Чувствуя, что фюреру хочется поговорить о прошлом, что это для него — своеобразный отдых, я попросил разрешения задать еще один вопрос. Фюрер кивнул, и я спросил, какие отношения у него были со сверстниками.
— Мои однокашники, да и просто уличные знакомые, относились ко мне по-разному, да и не мудрено. С одной стороны, я всегда был заводилой в их играх, моя фантазия была неистощима на выдумки, но с другой стороны — у них не было того глубинного интереса к истории, который был во мне, им было не интересно говорить со мной вне игр. Да и игры они воспринимали не так серьезно, как я — когда мы, например, играли в рыцарей Круглого Стола, я был Парцифалем, и придумал план игры, который мог бы занимать нас несколько месяцев. Однако кроме меня это было уже никому не нужно, и игра угасла за пять дней. Да они особо и не принимали меня в свой круг — слишком разные были у нас интересы. Мне очень хотелось стать для них своим — я даже стал покуривать и пару раз здорово напивался, чтобы произвести на них впечатление: до сих пор не могу себе простить этого! Наверное, таков удел всех, кто задумывается о чем-то более высоком, чем интересы обывателей. Кстати, учились они все лучше меня, за исключением истории и рисования, так что вполне могли позволить себе считать себя умнее, чем я. Ну да Бог с ними, с ровесниками, ничего удивительного тут нет.

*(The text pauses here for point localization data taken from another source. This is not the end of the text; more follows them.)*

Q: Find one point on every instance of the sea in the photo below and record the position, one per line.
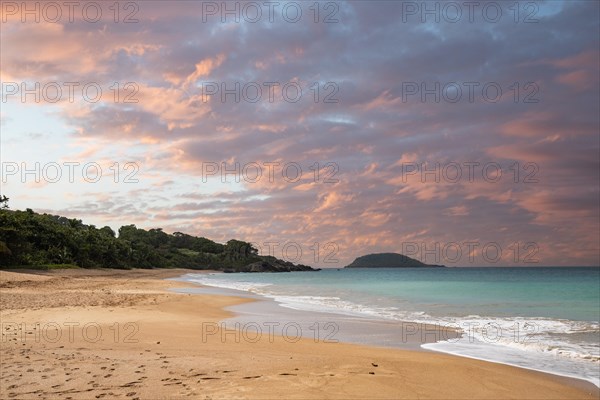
(540, 318)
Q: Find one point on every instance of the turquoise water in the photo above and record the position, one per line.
(540, 318)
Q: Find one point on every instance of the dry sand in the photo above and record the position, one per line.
(120, 334)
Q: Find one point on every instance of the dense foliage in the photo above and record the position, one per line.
(31, 239)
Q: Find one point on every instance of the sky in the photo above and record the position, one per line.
(457, 133)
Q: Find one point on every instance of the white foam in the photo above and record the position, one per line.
(535, 343)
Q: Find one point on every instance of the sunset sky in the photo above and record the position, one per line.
(374, 118)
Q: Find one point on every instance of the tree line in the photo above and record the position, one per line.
(28, 238)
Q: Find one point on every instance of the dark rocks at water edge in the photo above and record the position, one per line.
(272, 266)
(389, 260)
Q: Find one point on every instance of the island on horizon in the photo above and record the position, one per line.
(389, 260)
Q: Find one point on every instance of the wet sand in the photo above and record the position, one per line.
(87, 334)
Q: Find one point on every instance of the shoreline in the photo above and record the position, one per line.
(422, 336)
(175, 363)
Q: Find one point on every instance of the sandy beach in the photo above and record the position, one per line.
(87, 334)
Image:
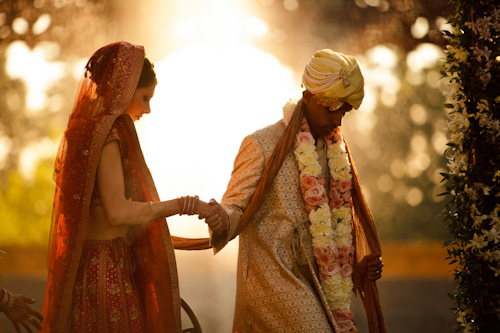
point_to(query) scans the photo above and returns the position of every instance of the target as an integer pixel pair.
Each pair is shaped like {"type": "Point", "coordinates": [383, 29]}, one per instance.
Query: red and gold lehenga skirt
{"type": "Point", "coordinates": [105, 298]}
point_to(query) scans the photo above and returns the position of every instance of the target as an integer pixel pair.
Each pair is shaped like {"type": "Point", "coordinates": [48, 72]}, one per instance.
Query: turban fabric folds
{"type": "Point", "coordinates": [334, 78]}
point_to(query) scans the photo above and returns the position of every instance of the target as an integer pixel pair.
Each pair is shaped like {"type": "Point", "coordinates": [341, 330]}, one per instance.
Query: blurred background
{"type": "Point", "coordinates": [225, 69]}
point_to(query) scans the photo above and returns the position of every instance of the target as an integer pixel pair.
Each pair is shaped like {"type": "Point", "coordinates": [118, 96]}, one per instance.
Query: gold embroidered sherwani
{"type": "Point", "coordinates": [278, 288]}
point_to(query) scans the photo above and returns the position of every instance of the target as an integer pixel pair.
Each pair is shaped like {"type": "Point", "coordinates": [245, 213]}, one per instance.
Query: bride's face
{"type": "Point", "coordinates": [140, 102]}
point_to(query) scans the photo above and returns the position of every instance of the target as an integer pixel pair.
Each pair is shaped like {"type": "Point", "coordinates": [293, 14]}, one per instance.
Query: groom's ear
{"type": "Point", "coordinates": [306, 96]}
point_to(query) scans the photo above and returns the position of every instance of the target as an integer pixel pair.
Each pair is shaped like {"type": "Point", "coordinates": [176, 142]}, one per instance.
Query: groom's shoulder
{"type": "Point", "coordinates": [271, 132]}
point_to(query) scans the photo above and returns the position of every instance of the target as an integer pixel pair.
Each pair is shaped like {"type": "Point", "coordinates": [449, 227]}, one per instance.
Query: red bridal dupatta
{"type": "Point", "coordinates": [106, 88]}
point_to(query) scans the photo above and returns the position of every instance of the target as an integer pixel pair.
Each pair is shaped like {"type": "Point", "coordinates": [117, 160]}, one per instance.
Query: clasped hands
{"type": "Point", "coordinates": [215, 216]}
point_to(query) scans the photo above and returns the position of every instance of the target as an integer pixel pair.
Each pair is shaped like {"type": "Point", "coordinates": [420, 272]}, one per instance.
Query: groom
{"type": "Point", "coordinates": [307, 237]}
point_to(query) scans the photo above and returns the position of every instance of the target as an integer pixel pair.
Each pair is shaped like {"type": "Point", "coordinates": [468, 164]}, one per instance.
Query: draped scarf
{"type": "Point", "coordinates": [105, 90]}
{"type": "Point", "coordinates": [366, 240]}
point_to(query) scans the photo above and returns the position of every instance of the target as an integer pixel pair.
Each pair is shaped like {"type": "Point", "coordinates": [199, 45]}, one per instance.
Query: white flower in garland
{"type": "Point", "coordinates": [330, 216]}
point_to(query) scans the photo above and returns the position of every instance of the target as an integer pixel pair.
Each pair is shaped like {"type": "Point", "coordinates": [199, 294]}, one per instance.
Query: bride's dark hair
{"type": "Point", "coordinates": [98, 63]}
{"type": "Point", "coordinates": [148, 75]}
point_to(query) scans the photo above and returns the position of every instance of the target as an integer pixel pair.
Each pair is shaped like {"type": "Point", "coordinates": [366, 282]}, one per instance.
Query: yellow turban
{"type": "Point", "coordinates": [334, 78]}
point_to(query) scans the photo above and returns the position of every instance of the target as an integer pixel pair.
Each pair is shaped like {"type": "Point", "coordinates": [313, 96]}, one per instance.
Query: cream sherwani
{"type": "Point", "coordinates": [278, 289]}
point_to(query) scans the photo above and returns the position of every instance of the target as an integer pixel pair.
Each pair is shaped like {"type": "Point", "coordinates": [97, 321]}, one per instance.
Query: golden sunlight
{"type": "Point", "coordinates": [212, 91]}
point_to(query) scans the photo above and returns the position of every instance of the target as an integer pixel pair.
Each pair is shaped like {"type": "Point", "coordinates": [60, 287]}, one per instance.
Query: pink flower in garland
{"type": "Point", "coordinates": [336, 203]}
{"type": "Point", "coordinates": [334, 193]}
{"type": "Point", "coordinates": [315, 196]}
{"type": "Point", "coordinates": [346, 196]}
{"type": "Point", "coordinates": [304, 137]}
{"type": "Point", "coordinates": [333, 250]}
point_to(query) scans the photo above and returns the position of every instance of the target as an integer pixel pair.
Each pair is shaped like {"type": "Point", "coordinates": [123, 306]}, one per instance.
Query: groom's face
{"type": "Point", "coordinates": [321, 120]}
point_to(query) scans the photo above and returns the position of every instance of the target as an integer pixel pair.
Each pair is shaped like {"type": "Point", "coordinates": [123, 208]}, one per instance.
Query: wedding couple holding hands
{"type": "Point", "coordinates": [307, 239]}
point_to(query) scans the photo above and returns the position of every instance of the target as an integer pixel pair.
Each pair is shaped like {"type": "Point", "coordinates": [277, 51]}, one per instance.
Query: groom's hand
{"type": "Point", "coordinates": [215, 216]}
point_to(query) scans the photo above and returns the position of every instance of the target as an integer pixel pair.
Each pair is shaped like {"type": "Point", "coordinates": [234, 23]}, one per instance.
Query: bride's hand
{"type": "Point", "coordinates": [215, 216]}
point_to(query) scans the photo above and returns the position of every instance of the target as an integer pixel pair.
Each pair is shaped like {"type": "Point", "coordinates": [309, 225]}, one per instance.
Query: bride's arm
{"type": "Point", "coordinates": [119, 210]}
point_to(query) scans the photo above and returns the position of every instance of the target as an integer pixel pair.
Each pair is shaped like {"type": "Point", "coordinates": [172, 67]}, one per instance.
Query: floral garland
{"type": "Point", "coordinates": [330, 216]}
{"type": "Point", "coordinates": [473, 180]}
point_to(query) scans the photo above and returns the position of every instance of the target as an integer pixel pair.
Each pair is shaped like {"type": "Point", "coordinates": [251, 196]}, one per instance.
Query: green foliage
{"type": "Point", "coordinates": [26, 207]}
{"type": "Point", "coordinates": [472, 214]}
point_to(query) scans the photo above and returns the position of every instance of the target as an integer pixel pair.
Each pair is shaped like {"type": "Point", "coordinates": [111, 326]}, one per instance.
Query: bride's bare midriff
{"type": "Point", "coordinates": [99, 228]}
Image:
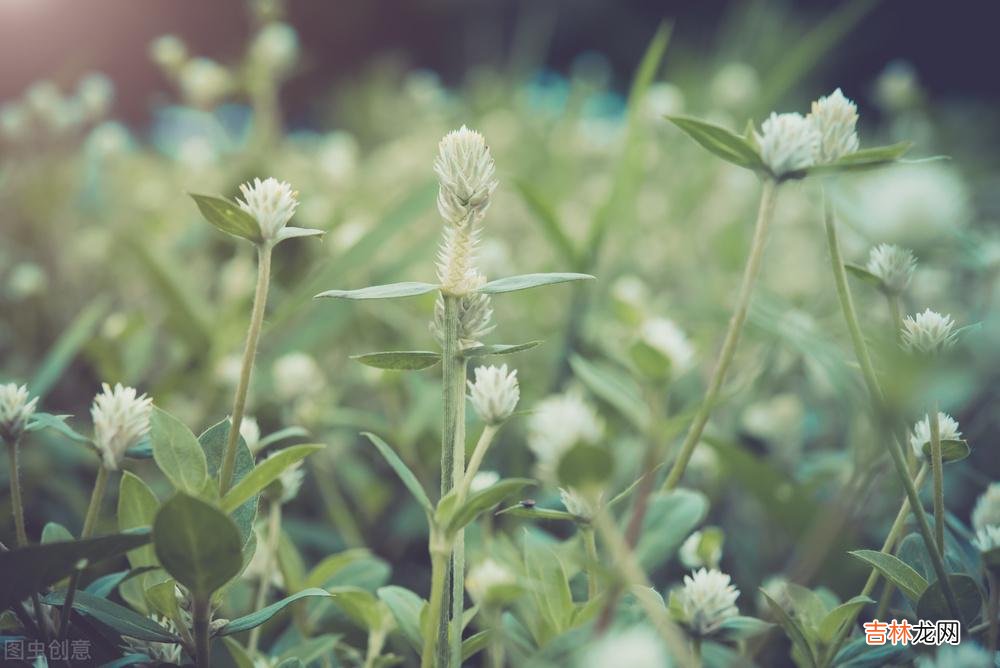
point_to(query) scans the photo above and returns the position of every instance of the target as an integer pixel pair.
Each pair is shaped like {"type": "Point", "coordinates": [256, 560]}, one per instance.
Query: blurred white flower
{"type": "Point", "coordinates": [633, 647]}
{"type": "Point", "coordinates": [121, 419]}
{"type": "Point", "coordinates": [16, 408]}
{"type": "Point", "coordinates": [788, 143]}
{"type": "Point", "coordinates": [987, 510]}
{"type": "Point", "coordinates": [928, 332]}
{"type": "Point", "coordinates": [921, 436]}
{"type": "Point", "coordinates": [893, 265]}
{"type": "Point", "coordinates": [271, 202]}
{"type": "Point", "coordinates": [495, 393]}
{"type": "Point", "coordinates": [836, 119]}
{"type": "Point", "coordinates": [707, 599]}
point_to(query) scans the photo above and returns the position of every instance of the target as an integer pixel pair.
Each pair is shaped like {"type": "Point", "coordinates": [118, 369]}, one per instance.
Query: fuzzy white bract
{"type": "Point", "coordinates": [788, 143]}
{"type": "Point", "coordinates": [495, 393]}
{"type": "Point", "coordinates": [987, 509]}
{"type": "Point", "coordinates": [16, 408]}
{"type": "Point", "coordinates": [892, 265]}
{"type": "Point", "coordinates": [921, 436]}
{"type": "Point", "coordinates": [928, 333]}
{"type": "Point", "coordinates": [271, 202]}
{"type": "Point", "coordinates": [707, 599]}
{"type": "Point", "coordinates": [121, 420]}
{"type": "Point", "coordinates": [835, 118]}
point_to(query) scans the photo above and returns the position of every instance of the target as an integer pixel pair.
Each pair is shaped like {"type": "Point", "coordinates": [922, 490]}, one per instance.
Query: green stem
{"type": "Point", "coordinates": [764, 215]}
{"type": "Point", "coordinates": [878, 403]}
{"type": "Point", "coordinates": [246, 369]}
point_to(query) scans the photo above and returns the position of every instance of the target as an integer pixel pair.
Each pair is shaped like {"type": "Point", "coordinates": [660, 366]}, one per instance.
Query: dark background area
{"type": "Point", "coordinates": [952, 45]}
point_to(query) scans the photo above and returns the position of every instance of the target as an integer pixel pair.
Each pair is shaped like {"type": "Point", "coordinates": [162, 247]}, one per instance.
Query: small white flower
{"type": "Point", "coordinates": [485, 576]}
{"type": "Point", "coordinates": [788, 143]}
{"type": "Point", "coordinates": [836, 119]}
{"type": "Point", "coordinates": [921, 436]}
{"type": "Point", "coordinates": [893, 266]}
{"type": "Point", "coordinates": [928, 332]}
{"type": "Point", "coordinates": [121, 420]}
{"type": "Point", "coordinates": [707, 599]}
{"type": "Point", "coordinates": [271, 202]}
{"type": "Point", "coordinates": [16, 409]}
{"type": "Point", "coordinates": [494, 394]}
{"type": "Point", "coordinates": [987, 510]}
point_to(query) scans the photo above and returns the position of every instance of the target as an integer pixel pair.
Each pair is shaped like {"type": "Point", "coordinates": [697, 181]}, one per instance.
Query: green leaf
{"type": "Point", "coordinates": [722, 142]}
{"type": "Point", "coordinates": [137, 506]}
{"type": "Point", "coordinates": [124, 621]}
{"type": "Point", "coordinates": [525, 281]}
{"type": "Point", "coordinates": [404, 473]}
{"type": "Point", "coordinates": [177, 453]}
{"type": "Point", "coordinates": [248, 622]}
{"type": "Point", "coordinates": [933, 605]}
{"type": "Point", "coordinates": [402, 360]}
{"type": "Point", "coordinates": [911, 583]}
{"type": "Point", "coordinates": [498, 349]}
{"type": "Point", "coordinates": [264, 474]}
{"type": "Point", "coordinates": [228, 217]}
{"type": "Point", "coordinates": [30, 569]}
{"type": "Point", "coordinates": [197, 544]}
{"type": "Point", "coordinates": [391, 291]}
{"type": "Point", "coordinates": [405, 607]}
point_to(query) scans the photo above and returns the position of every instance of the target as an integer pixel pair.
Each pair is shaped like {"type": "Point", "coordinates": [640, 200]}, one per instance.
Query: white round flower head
{"type": "Point", "coordinates": [486, 575]}
{"type": "Point", "coordinates": [271, 202]}
{"type": "Point", "coordinates": [121, 420]}
{"type": "Point", "coordinates": [836, 119]}
{"type": "Point", "coordinates": [558, 423]}
{"type": "Point", "coordinates": [634, 647]}
{"type": "Point", "coordinates": [987, 510]}
{"type": "Point", "coordinates": [893, 266]}
{"type": "Point", "coordinates": [921, 436]}
{"type": "Point", "coordinates": [707, 599]}
{"type": "Point", "coordinates": [494, 394]}
{"type": "Point", "coordinates": [788, 143]}
{"type": "Point", "coordinates": [16, 408]}
{"type": "Point", "coordinates": [465, 172]}
{"type": "Point", "coordinates": [987, 538]}
{"type": "Point", "coordinates": [929, 333]}
{"type": "Point", "coordinates": [664, 336]}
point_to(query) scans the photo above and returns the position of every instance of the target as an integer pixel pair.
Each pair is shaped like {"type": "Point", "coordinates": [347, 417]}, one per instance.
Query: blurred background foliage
{"type": "Point", "coordinates": [107, 272]}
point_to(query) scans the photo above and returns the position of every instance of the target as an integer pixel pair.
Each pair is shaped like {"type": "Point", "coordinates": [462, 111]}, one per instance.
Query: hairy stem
{"type": "Point", "coordinates": [246, 369]}
{"type": "Point", "coordinates": [764, 215]}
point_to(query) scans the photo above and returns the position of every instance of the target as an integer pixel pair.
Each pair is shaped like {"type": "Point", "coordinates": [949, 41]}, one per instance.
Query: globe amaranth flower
{"type": "Point", "coordinates": [495, 393]}
{"type": "Point", "coordinates": [16, 409]}
{"type": "Point", "coordinates": [271, 202]}
{"type": "Point", "coordinates": [706, 600]}
{"type": "Point", "coordinates": [788, 143]}
{"type": "Point", "coordinates": [121, 419]}
{"type": "Point", "coordinates": [928, 333]}
{"type": "Point", "coordinates": [893, 266]}
{"type": "Point", "coordinates": [835, 118]}
{"type": "Point", "coordinates": [921, 436]}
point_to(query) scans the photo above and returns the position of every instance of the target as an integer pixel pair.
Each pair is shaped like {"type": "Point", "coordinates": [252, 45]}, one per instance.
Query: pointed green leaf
{"type": "Point", "coordinates": [525, 281]}
{"type": "Point", "coordinates": [228, 216]}
{"type": "Point", "coordinates": [404, 473]}
{"type": "Point", "coordinates": [197, 544]}
{"type": "Point", "coordinates": [177, 453]}
{"type": "Point", "coordinates": [257, 618]}
{"type": "Point", "coordinates": [911, 583]}
{"type": "Point", "coordinates": [722, 142]}
{"type": "Point", "coordinates": [391, 291]}
{"type": "Point", "coordinates": [401, 360]}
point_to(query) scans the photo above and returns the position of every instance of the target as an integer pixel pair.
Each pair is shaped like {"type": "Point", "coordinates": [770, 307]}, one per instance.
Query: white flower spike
{"type": "Point", "coordinates": [788, 143]}
{"type": "Point", "coordinates": [121, 420]}
{"type": "Point", "coordinates": [494, 394]}
{"type": "Point", "coordinates": [836, 119]}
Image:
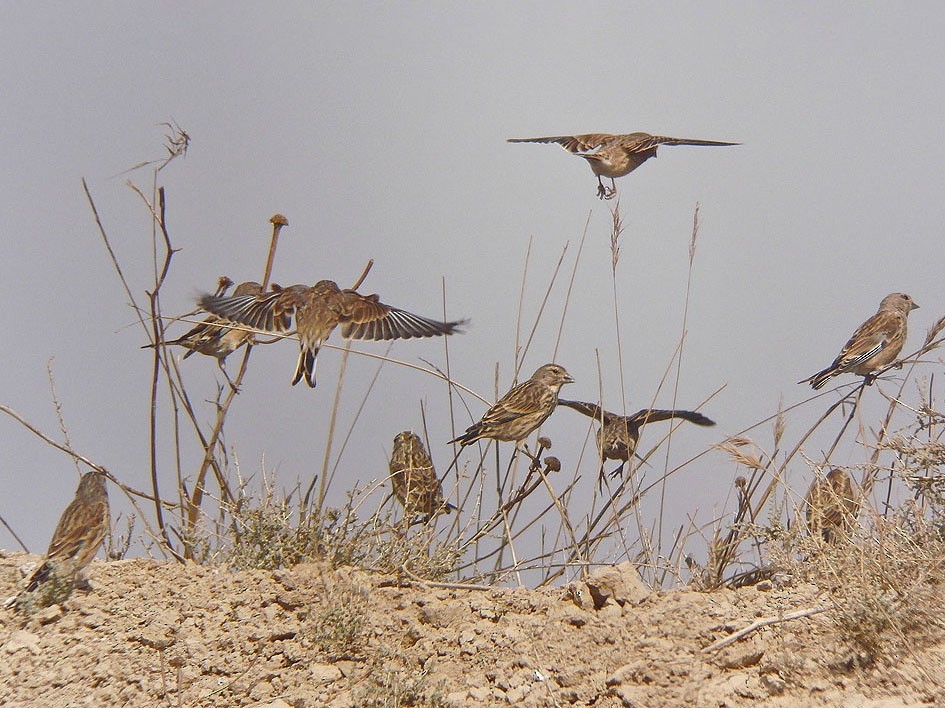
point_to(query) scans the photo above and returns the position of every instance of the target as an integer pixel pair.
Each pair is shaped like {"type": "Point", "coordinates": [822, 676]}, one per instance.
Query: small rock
{"type": "Point", "coordinates": [617, 584]}
{"type": "Point", "coordinates": [22, 639]}
{"type": "Point", "coordinates": [50, 614]}
{"type": "Point", "coordinates": [774, 683]}
{"type": "Point", "coordinates": [325, 673]}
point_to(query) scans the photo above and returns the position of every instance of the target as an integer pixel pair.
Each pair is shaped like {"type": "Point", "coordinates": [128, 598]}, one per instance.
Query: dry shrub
{"type": "Point", "coordinates": [338, 626]}
{"type": "Point", "coordinates": [885, 584]}
{"type": "Point", "coordinates": [268, 533]}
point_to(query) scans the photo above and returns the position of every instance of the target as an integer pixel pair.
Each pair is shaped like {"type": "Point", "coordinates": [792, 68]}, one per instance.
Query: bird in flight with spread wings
{"type": "Point", "coordinates": [316, 311]}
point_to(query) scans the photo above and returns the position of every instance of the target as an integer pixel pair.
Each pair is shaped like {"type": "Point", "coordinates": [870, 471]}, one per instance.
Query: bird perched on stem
{"type": "Point", "coordinates": [615, 155]}
{"type": "Point", "coordinates": [523, 409]}
{"type": "Point", "coordinates": [78, 536]}
{"type": "Point", "coordinates": [874, 345]}
{"type": "Point", "coordinates": [832, 506]}
{"type": "Point", "coordinates": [618, 435]}
{"type": "Point", "coordinates": [414, 479]}
{"type": "Point", "coordinates": [317, 310]}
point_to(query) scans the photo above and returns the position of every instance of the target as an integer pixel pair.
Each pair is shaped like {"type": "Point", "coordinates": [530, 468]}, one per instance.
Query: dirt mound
{"type": "Point", "coordinates": [154, 633]}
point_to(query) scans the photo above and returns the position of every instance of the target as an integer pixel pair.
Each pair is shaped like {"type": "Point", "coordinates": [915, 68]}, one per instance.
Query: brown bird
{"type": "Point", "coordinates": [618, 435]}
{"type": "Point", "coordinates": [875, 344]}
{"type": "Point", "coordinates": [522, 410]}
{"type": "Point", "coordinates": [78, 536]}
{"type": "Point", "coordinates": [214, 337]}
{"type": "Point", "coordinates": [832, 506]}
{"type": "Point", "coordinates": [414, 479]}
{"type": "Point", "coordinates": [317, 310]}
{"type": "Point", "coordinates": [614, 155]}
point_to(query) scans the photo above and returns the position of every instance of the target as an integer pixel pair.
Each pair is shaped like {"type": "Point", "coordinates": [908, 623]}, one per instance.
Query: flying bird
{"type": "Point", "coordinates": [317, 310]}
{"type": "Point", "coordinates": [214, 336]}
{"type": "Point", "coordinates": [614, 155]}
{"type": "Point", "coordinates": [832, 506]}
{"type": "Point", "coordinates": [78, 536]}
{"type": "Point", "coordinates": [523, 409]}
{"type": "Point", "coordinates": [414, 479]}
{"type": "Point", "coordinates": [875, 344]}
{"type": "Point", "coordinates": [618, 435]}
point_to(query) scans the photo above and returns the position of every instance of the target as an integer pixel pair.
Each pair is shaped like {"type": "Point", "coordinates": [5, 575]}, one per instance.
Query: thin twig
{"type": "Point", "coordinates": [766, 622]}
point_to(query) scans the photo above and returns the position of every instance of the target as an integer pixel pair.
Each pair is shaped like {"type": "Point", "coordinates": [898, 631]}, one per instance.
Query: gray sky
{"type": "Point", "coordinates": [380, 132]}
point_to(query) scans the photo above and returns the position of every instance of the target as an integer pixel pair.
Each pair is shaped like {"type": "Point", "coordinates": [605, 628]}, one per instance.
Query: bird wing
{"type": "Point", "coordinates": [572, 143]}
{"type": "Point", "coordinates": [521, 400]}
{"type": "Point", "coordinates": [269, 312]}
{"type": "Point", "coordinates": [591, 410]}
{"type": "Point", "coordinates": [365, 317]}
{"type": "Point", "coordinates": [653, 415]}
{"type": "Point", "coordinates": [870, 339]}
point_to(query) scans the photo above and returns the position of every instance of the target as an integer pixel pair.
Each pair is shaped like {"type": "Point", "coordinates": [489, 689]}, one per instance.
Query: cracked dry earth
{"type": "Point", "coordinates": [156, 633]}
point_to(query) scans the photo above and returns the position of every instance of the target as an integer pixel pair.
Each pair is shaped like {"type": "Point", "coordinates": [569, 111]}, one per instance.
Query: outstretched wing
{"type": "Point", "coordinates": [365, 317]}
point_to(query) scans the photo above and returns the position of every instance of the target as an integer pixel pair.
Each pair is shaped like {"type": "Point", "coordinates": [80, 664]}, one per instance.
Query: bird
{"type": "Point", "coordinates": [317, 310]}
{"type": "Point", "coordinates": [78, 536]}
{"type": "Point", "coordinates": [618, 435]}
{"type": "Point", "coordinates": [414, 479]}
{"type": "Point", "coordinates": [876, 343]}
{"type": "Point", "coordinates": [214, 337]}
{"type": "Point", "coordinates": [615, 155]}
{"type": "Point", "coordinates": [520, 411]}
{"type": "Point", "coordinates": [832, 506]}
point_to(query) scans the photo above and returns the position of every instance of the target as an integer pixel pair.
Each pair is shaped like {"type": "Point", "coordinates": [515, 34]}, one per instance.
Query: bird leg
{"type": "Point", "coordinates": [227, 376]}
{"type": "Point", "coordinates": [618, 472]}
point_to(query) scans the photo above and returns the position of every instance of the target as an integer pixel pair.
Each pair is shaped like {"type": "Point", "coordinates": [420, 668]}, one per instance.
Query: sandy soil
{"type": "Point", "coordinates": [152, 633]}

— А что ровесницы? — спросил я, удивляясь собственной наглости, однако фюрер только рассмеялся:
— Конечно, это интересная тема для разговора. Чего только обо мне не сочиняли мои враги — будто я гомосексуалист, некрофил, гермафродит, или на худой конец — импотент… Как обидно было бы им узнать, что в моих отношениях с женщинами никогда не было ничего особенного! Конечно, я любил окружать себя симпатичными дамочками, но это сродни средневековому уважению к Женщине вообще. А сексу, постельным делам, я никогда не придавал особого значения. Виной этому, скорее всего, послужили все те же мои устаревшие принципы. Еще подростком, в общении с девчонками, которые жили на одной улице со мной, я был неисправимым романтиком. А они этого, опять же, не понимали, они даже немного меня боялись, так как не могли понять. Чувствуя их непонимание, я еще больше смущался… или скорее, не смущался, а просто не знал, о чем с ними еще можно говорить, если они не понимают самого простого, того, что было мне близко с самого рождения. Разумеется, они предпочитали модные платьица взамен нашим традиционным, сформировавшимся за столетия, женским костюмам, разумеется, верхом их мечтаний было уехать в большой город и познакомиться там с красивым и молодым богачем… Мне тогда очень нравилась одна блондинка, Штефани, я писал о ней стихи и много говорил о ней со своим лучшим другом Кубичеком. Когда она гуляла со своей матерью на главной площади Линца, я всегда следил за ними… Впрочем, я к ним даже не пробовал подойти — мне было пятнадцать, а ей — семнадцать или восемнадцать, да и присутствие ее матери, наверняка желавшей оградить дочь от таких вот "влюбленных", настораживало. Так что сначала я мечтал похитить Штефани, потом — стать знаменитым художником и этим привлечь ее внимание (эту мысль я вскоре отбросил — на это ушло бы много лет, а мне тогда нужно было все и сразу!), потом и вовсе подумывал утопиться в Дунае… Молодость!